I’d never been to Aberdeen before. Aub and Jean’s daughter and family have a lovely horse farm near Stonehaven, a very picturesque fishing village near Aberdeen. I was warmly welcomed, given sweaters, thick socks and boots (though there was now snow on the ground where we were) and lots of tea.

I absolutely did the right thing leaving Kenya and flying blindly to Scotland to be with Jean. She needed family-but-not-real-family to listen to her and be there for her. We told remember-when story after remember-when story, laughed and drank tea for a while, then whiskey for a while. I spent the night with a good friend of Viv’s who showed me the most wonderful hospitality.

Aubrey’s funeral was at the local crematorium, and I must say I’ve never been to a funeral at a crematorium, so yet another new experience.
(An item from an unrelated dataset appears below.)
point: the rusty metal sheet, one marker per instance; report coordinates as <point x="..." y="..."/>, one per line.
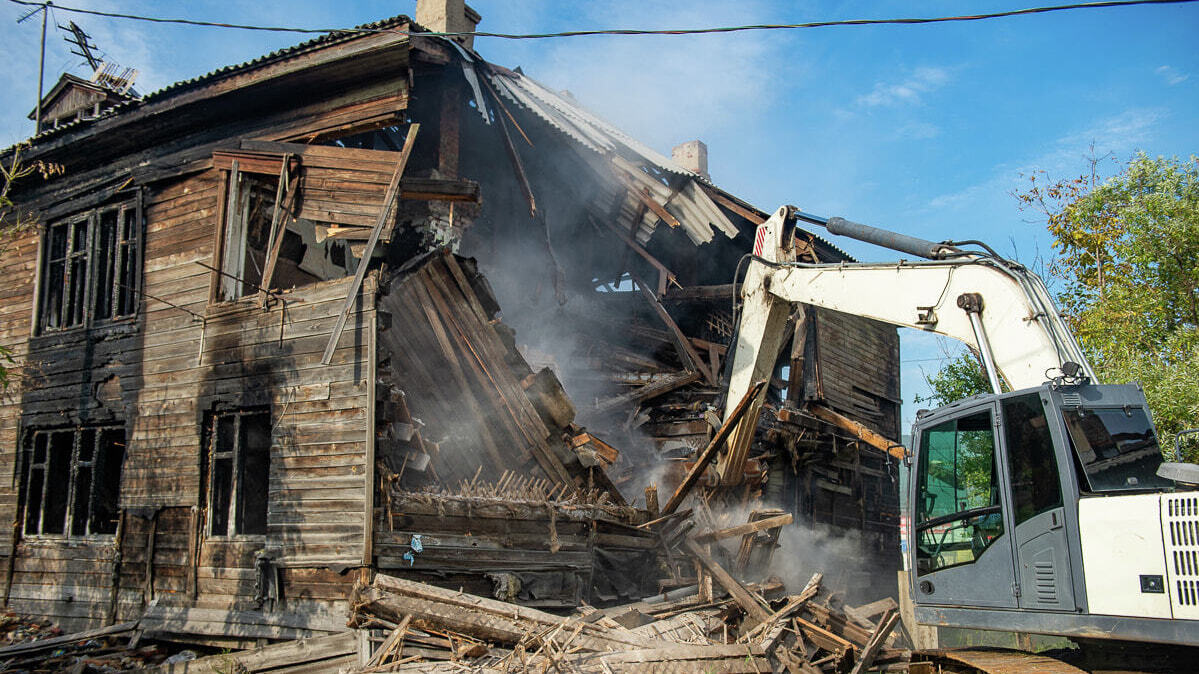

I sat behind Jean and tied to stifle my sobs, since I was the only one in a puddle during the service. But when they pulled the little curtain around the casket to – I assume – cremate the body, well. Very hard, especially as the organist was playing “Amazing Grace.”

After the service, we all went to the St. Leonard’s Hotel in Stonehaven for drinks ('natch) and a great meal. I walked in, smelled the fish and saw the plaid carpet and knew without a doubt I was in Scotland. Lots of good talk, then back to the house for more tea and to unwind a bit before I had to hop back to London in order to catch this morning’s flight to New York.
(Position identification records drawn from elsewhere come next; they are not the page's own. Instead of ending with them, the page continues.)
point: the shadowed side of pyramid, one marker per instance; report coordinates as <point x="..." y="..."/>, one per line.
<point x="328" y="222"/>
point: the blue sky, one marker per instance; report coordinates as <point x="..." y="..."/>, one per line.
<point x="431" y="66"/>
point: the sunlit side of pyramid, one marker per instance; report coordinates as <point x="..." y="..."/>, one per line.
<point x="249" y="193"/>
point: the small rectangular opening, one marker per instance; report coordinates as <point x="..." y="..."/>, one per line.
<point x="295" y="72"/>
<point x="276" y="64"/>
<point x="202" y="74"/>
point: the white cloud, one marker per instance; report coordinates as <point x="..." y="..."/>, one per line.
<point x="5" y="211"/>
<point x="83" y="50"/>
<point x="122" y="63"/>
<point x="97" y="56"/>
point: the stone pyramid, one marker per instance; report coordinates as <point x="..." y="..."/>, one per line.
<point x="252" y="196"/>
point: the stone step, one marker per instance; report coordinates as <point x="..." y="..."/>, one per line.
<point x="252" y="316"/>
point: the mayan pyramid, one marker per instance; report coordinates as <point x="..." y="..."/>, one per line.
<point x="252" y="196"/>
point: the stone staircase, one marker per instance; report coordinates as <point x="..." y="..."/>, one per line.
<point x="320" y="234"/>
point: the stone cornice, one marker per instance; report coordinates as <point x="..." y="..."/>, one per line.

What a strange trip it’s been. Africa to Aberdeen, in one fell swoop. But tonight –my own bed.

Here’s to you, Aubrey Dare, maker of splendid English breakfasts, bringer of tea or double-gin-and-tonics, picker-uppper from the airport or train station, spinner of yarns, fisher of the River Dee. You will live in our hearts as a good man.


Aubrey and moi, 2005

6 comments:

Tamar said...

Dear MaryB. Welcome home, you loyal, loving, courageous woman! My thoughts are with you. What a dear heart and soul you have.

Elsie said...

I'm so sorry to hear about Aubrey but glad to know you made it to Scotland safely. I'm sure your being there was a great comfort to Jean. God bless you, Mary, and your adopted family too.

Winston said...

You are a good soul, MaryB. A good and brave soul. Glad it all worked out for you. So often those kinds of spur of the moment changes do not. And glad to have you back on native soil.

MaryB said...

Aw, thanks, friends. I don't know how courageous or brave I am, Tamar and Winston. I really just went at it blindly and all worked out OK (as is often doesn't). And Elsie, I think I did make a difference for Jean by being there. I would have always regretted it if I hadn't pulled it off.

Glad to be home!

PT said...

Mary,

So sorry to hear the bad news about Aubrey.
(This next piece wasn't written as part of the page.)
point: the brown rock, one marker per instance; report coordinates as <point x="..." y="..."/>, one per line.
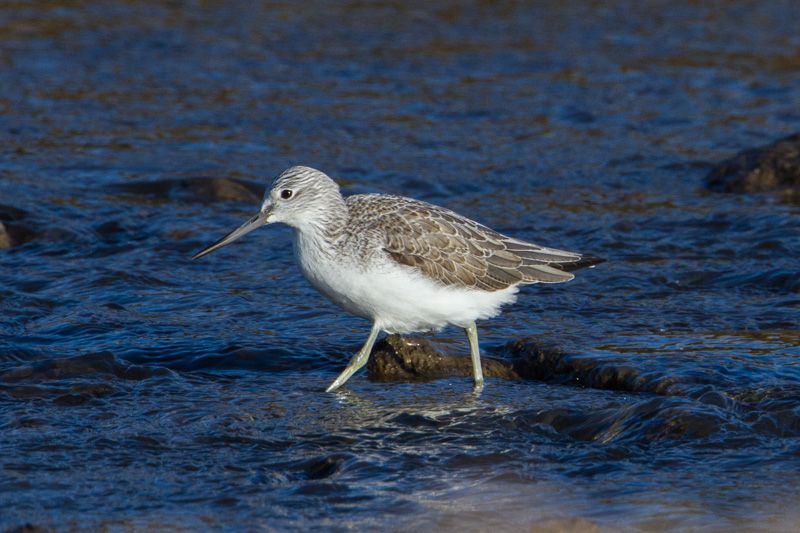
<point x="775" y="167"/>
<point x="398" y="359"/>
I remember how worried you were about him and Jean when you were visiting last year and found their house deserted... I'm glad you were able to get in touch with them in the meantime.

Thinking of you and your friends at this time.

Liz said...

Oh, Mary, I am sorry to hear about Aubrey. I remember your emotions when you feared you had lost touch with them. It was so good of you to make the detour and I'm sure your visit was much appreciated.

I'll look forward to more regular posts now you're back - if they don't keep you working too hard.